Khartoum tremble mardi sous les raids aériens et les rafales de tirs des paramilitaires au quatrième jour d’une lutte entre généraux au pouvoir qui ignorent les appels internationaux de plus en plus nombreux à cesser les hostilités après près de 200 morts.
Au pied des immeubles habités, des paramilitaires des Forces de soutien rapide (FSR) du général Mohamed Hamdane Daglo, dit « Hemedti », perchés sur des pick-ups déchargent leurs mitrailleuses lourdes vers le ciel, face aux avions de l’armée qui tentent de viser leurs QG disséminés dans tous les quartiers.
Ces raids aériens ont déjà frappé quatre hôpitaux à Khartoum, s’alarment des médecins. Dans tout le pays, l’un des plus pauvres au monde où la santé est à genoux depuis des décennies, « 16 hôpitaux sont désormais hors service ».
Mais les appels des ministres des Affaires étrangères du G7, de l’ONU et des Etats-Unis « à mettre immédiatement fin à la violence » n’y font rien: des hommes en treillis, parfois enturbannés comme les nomades du Darfour, continuent de faire régner la terreur à Khartoum, tandis que les raids aériens de l’armée touchent des zones densément peuplées.
Mardi, le général Daglo a annoncé avoir approuvé « un cessez-le-feu de 24 heures », « une déclaration de la rébellion visant à dissimuler sa défaite imminente », a aussitôt dénoncé l’armée, sous le commandement du général Abdel Fattah al-Burhane qui dirige le pays depuis le putsch de 2021.
Les habitants, eux, sont en majorité cloîtrés chez eux sans électricité ni eau courante et voient leur stocks de nourriture fondre.
Alors que les rares épiceries ouvertes préviennent qu’elles ne tiendront plus longtemps sans réapprovisionnement, des grappes de femmes et d’hommes – énormes sacs d’affaires en main – commencent à prendre le chemin du sud.

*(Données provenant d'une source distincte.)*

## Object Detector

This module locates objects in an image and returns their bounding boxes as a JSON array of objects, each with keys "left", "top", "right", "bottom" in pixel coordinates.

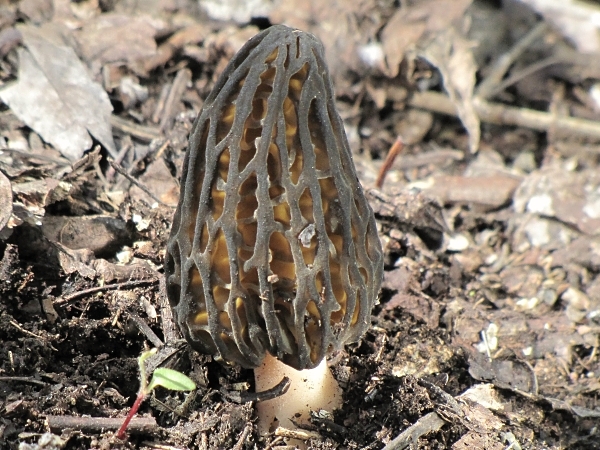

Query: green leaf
[{"left": 147, "top": 368, "right": 196, "bottom": 392}]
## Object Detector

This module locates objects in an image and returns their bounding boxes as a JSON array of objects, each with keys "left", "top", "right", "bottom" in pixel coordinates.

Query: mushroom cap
[{"left": 165, "top": 25, "right": 383, "bottom": 370}]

Là, dans la province qui borde la capitale, il n’y a pas de combat.
Sous un ciel barré de colonnes d’épaisse fumée noire au-dessus des QG de l’armée et des paramilitaires, quelques rares autres s’aventurent dehors à la recherche de nourriture ou d’un générateur encore alimenté en fuel pour recharger un téléphone ou une batterie.
A Khartoum, « cela fait quatre jours que l’on ne dort pas », raconte à l’AFP Dallia Mohamed Abdelmoniem, 37 ans.

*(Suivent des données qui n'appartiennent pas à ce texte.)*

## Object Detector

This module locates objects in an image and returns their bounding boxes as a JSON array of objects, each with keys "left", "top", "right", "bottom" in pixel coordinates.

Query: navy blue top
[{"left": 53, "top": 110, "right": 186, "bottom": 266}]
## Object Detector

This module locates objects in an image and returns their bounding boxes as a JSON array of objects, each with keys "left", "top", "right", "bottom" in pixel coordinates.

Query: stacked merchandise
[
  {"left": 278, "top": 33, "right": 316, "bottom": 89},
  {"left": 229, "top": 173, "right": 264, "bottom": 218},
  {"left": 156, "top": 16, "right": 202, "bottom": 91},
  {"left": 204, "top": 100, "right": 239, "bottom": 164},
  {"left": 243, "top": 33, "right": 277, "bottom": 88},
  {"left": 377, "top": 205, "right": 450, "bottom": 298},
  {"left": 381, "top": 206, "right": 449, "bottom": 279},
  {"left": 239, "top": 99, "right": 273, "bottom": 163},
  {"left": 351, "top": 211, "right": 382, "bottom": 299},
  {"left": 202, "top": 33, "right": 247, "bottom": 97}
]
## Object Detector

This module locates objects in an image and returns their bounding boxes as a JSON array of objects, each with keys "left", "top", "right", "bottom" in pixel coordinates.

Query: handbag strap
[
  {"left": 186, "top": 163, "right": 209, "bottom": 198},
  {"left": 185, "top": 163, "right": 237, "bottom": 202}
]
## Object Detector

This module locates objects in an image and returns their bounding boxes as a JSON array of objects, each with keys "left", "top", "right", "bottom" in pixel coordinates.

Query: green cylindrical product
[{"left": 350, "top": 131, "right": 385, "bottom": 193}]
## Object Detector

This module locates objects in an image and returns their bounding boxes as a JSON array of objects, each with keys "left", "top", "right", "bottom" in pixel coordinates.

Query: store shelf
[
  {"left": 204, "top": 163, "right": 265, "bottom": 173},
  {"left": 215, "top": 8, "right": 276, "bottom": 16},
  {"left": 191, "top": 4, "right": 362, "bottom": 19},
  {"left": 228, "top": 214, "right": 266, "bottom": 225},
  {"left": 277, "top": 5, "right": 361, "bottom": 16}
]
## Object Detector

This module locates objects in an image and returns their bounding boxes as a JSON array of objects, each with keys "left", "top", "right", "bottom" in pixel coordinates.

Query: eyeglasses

Et surtout, on reste « à l’intérieur » par peur des balles et des roquettes qui ont fait depuis samedi plus de 185 morts selon l’ONU et poussé plusieurs ONG et agences de l’ONU a suspendre toute aide.
Dans un pays où la faim touche plus d’un habitant sur trois, humanitaires et diplomates disent ne plus pouvoir travailler. Trois employés du Programme alimentaire mondial (PAM) ont été tués et des stocks d’aides pillés au Darfour (Ouest).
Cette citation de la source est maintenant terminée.